Gestion des déchets à Bamako, un casse-tête pour les autorités publiques
La capitale du Mali, Bamako, est une ville charmante et verdoyante, coupée en deux par le majestueux fleuve Niger qui sillonne le pays d’Ouest à Est. C’est une ville de marchands, d’artisans et de musiciens, une ville qui parle maintes langues et recèle le patrimoine culturel d’un grand carrefour situé entre le tropique du Cancer et l’équateur. Pour certains, c’est aussi la ville où les dimanches sont célébrés les mariages.
Il y a lieu de rappeler que Bamako est aussi la ville de la fameuse Convention entrée en vigueur en 1998 et qui porte son nom. Sous l’égide de l’Union Africaine, nombreux pays du continent se sont concertés pour donner une réponse multilatérale à l’importation de déchets dangereux en provenance de pays industrialisés. La Convention de Bamako vise à protéger la population et l’environnement des effets néfastes de la pollution « délocalisée » et représente un grand succès de gouvernance internationale de déchets toxiques.
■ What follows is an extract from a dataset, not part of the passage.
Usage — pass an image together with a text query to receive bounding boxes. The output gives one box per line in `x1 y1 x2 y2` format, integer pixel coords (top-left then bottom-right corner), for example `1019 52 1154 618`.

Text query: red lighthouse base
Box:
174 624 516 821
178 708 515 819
Ironie du sort, aujourd’hui la ville dont le nom est attribué à cette Convention phare plonge littéralement dans les déchets. Les ordures s’amassent aux bords des routes, les emballages plastique de tout genre bouchent les caniveaux où les eaux usées stagnent, les piles de détritus poussent comme champignons à peu près dans tous les quartiers. Les riverains, souvent impuissants face à l’avancée de cette marée d’immondices, sont contraints à incinérer les poubelles devant leurs maisons. Résultat : la pollution de l’environnement urbain, déjà aggravé par le nombre incalculable de véhicules d’ancienne génération circulant à Bamako, devient une véritable question de santé publique.
Nul ne doute que la gestion des déchets solides soit une priorité absolue pour une grande ville en expansion comme Bamako. Dans un rapport des Nations Unies, on constate que la moitié des déchets solides produits dans la capitale ne sont ni ramassés, ni traités, et que dans tous les cas la majorité finit dans des dépotoirs anarchiques. L’aspect accablant de cet état de faits est que de tels dépotoirs se trouvent souvent en milieu urbain. A en faire les dépens sont surtout les quartiers défavorisés et les banlieues. Une petite balade à Lafiabougou ou à Koulouba permet de saisir l’ampleur du problème.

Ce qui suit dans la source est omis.